# Job in Abu Dhabi



## new2abudhabi (Feb 17, 2012)

I am an Indian living in the US. I recently got an offer from an oil company (ADNOC group)with their software group at Grade -14. I have about 12 years of experience. I am offered with a monthly salary of 20,000 AED + accomodation 175,000 AED + child education allowance. I am married with one daughter (age 3). I do not have any prior idea of the pay/expenditure in Middle East/ UAE. I would appreciate if any of you could help me sharing your views on the following : 

1. Is grade 14 is good? What level it is considered? what would be the possible reporting structure? 

2. Is 20,000 AED a good package?

3. what would be approx my total expenditure ( considering that I neither spend lavishly nor economical) and how much I can save. 
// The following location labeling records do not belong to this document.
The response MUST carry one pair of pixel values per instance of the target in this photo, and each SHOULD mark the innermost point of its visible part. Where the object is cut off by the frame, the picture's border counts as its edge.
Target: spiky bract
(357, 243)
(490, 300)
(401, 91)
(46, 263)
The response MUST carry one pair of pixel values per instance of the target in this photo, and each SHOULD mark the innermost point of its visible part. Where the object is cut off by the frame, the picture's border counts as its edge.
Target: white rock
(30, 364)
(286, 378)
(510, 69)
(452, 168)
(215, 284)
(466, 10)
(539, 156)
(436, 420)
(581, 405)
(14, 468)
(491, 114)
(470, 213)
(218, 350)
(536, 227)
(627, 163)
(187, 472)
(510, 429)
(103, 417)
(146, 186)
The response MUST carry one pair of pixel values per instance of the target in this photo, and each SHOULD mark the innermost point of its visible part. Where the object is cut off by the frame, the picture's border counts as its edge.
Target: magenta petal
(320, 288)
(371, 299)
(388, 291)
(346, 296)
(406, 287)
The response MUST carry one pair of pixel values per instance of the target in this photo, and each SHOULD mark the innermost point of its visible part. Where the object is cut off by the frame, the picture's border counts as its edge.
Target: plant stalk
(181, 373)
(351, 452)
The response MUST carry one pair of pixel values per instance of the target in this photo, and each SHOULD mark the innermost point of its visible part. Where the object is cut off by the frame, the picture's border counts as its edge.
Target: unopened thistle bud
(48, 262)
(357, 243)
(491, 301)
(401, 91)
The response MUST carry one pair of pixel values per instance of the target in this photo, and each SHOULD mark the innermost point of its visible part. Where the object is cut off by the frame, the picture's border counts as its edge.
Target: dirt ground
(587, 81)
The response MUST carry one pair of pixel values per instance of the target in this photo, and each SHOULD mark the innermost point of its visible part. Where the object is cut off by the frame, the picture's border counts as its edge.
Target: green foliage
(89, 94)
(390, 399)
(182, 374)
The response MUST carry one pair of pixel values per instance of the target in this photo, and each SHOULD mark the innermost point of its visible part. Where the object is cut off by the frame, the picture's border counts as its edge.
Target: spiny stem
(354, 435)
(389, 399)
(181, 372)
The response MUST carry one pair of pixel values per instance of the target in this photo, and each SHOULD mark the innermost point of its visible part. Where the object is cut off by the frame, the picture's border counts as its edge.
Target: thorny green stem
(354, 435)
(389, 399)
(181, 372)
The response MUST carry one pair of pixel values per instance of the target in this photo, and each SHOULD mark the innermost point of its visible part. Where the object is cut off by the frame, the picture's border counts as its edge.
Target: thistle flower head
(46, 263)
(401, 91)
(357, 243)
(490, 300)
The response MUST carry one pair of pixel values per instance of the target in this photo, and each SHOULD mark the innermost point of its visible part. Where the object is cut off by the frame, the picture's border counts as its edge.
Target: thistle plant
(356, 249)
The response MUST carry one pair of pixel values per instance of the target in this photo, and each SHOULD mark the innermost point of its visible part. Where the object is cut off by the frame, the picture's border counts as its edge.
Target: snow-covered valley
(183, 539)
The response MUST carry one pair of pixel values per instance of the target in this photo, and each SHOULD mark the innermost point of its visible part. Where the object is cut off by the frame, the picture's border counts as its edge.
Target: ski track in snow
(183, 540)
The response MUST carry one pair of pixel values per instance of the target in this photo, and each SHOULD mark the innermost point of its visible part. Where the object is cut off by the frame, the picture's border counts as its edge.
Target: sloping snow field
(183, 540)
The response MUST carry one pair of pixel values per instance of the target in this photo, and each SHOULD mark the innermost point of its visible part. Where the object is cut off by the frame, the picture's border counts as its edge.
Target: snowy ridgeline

4. I heard that the company do not provide child education allowance till age 5. Any idea about the monthly fee in a decent montessori school/Pre-Kinder Garten school.

Thanks in Advance.


----------



## Warold (May 30, 2011)

1. Grade 14 is alright. Typically you will be reporting to a team leader who is grade 16.
2. 20k is probably the low end of the grade 14 pay package (grade 16 typically get 30+k + 200k accom)
3. That is plenty of money for you considering you only have 1 child. I am comparing this with living in NZ (which is equivalent to living in London)
4. Not sure


----------